Their porcelain skin may be made from silicon, but Japan’s latest robot creations look eerily similar to real women. Robotics expert Hiroshi Ishiguro unveiled the new female robots on Tuesday to be used as tour guides at Tokyo’s National Museum of Emerging Science and Innovation. The human-looking machines can blink their eyes, twitch their eyebrows and even sway their heads from side to side. They are also well-spoken and can converse in a variety of languages and voices, almost seamlessly. In a demonstration for reporters, a bot called Kodomoroid (from the Japanese word kodomo, meaning “child”) delivered news of an earthquake and an FBI raid without missing a beat.

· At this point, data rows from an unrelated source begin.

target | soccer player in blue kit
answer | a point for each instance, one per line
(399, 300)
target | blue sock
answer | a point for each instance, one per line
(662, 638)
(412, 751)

“Making androids is about exploring what it means to be human,” Ishiguro told reporters, “examining the question of what is emotion, what is awareness, what is thinking.” The Osaka University scientist and his team plan to use the fembots to collect information for their studies on human reactions to machines.

Kodomoroid and her friend Otonaroid (from the Japanese word otona, meaning “adult”) will be put on display at the Tokyo museum today, though there are still a few issues to be fixed. The articulate androids don’t always respond when spoken to, which has been passed off as a technological glitch, rather than plain robot rudeness.

At the unveiling, Ishiguro said Japan leads the world in companion robots, though the United States is still ahead as far as intelligent technology for use in military settings. Just two weeks ago, the Japanese phone company Softbank unveiled a robot that can sense human emotions by recognizing facial expressions and vocal tones. Called Pepper, the droid looks like a character from The Jetsons and will be available to consumers for a mere $2,000. Designed to be a robo-friend for the elderly and the lonely, Pepper also dances and tells jokes.

Being such a rock star in the world of robotics, Ishiguro even has a humanoid version of himself, which he sends to give lectures around the world in his place. “It cuts down on my business trips,” he said at the demonstration. “Technical advances mean robots look and act more human, and that makes us think about our worth.”